Unfortunately, however, the performance preceding that generational anthem was lacking.
A slow start
An early evening performance, it’d be perhaps unfair to expect too much energy from the crowd. As some folks ambled in under the cover of tent, many remained outside, taking seats on the grass in the surrounding field. For the most part, Modest Mouse failed to bring these people to their feet.
Like many festival performances, the start was abrupt and unceremonious.
“Hey everyone, how’s it going?” asked leadman Isaac Brock, one of the two founding members of the band still performing, along with drummer Jeremiah Green.

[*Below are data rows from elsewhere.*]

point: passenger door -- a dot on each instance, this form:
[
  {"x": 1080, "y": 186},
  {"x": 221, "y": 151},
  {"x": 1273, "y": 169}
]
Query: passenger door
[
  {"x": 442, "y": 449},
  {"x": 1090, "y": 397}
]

A second later, he strummed his guitar, and the show began.
Rises and falls
The first two tracks, monotonous, speaker-straining numbers, encouraged many who had been on the fence to look elsewhere for their evening entertainment.
The third track, ‘We’re lucky’, breathed some life into the audience. Off their most recent album – ‘The Golden Casket’ – it could have been the turn of the tide, but the next tracks failed to deliver.
From there, the night follows a similar pattern of rises and falls. A series of promising hooks melted away until … one didn’t. It was unquestionably Modest Mouse – an eclectic mashup of sounds and styles that somehow fit together, shouty but lyrical, introspective and anxiety-ridden – but something was lacking.
A strong finish
As the performance wound down, and those who came for the one Modest Mouse song they know wondered if they’d get to hear it, those unmistakable notes sounded in the air.
Heads lifted, smiles lit up faces. One man, exiting the tent, heard the notes, stopped, turned around and re-entered. As he did so, another man who had heard the sound from outside, ran excitedly inside.
Three minutes later ‘Float On’ came to an end. Brock said his thanks, and the crowd dispersed quickly. There were no calls for an encore – it ended just the way people wanted it to.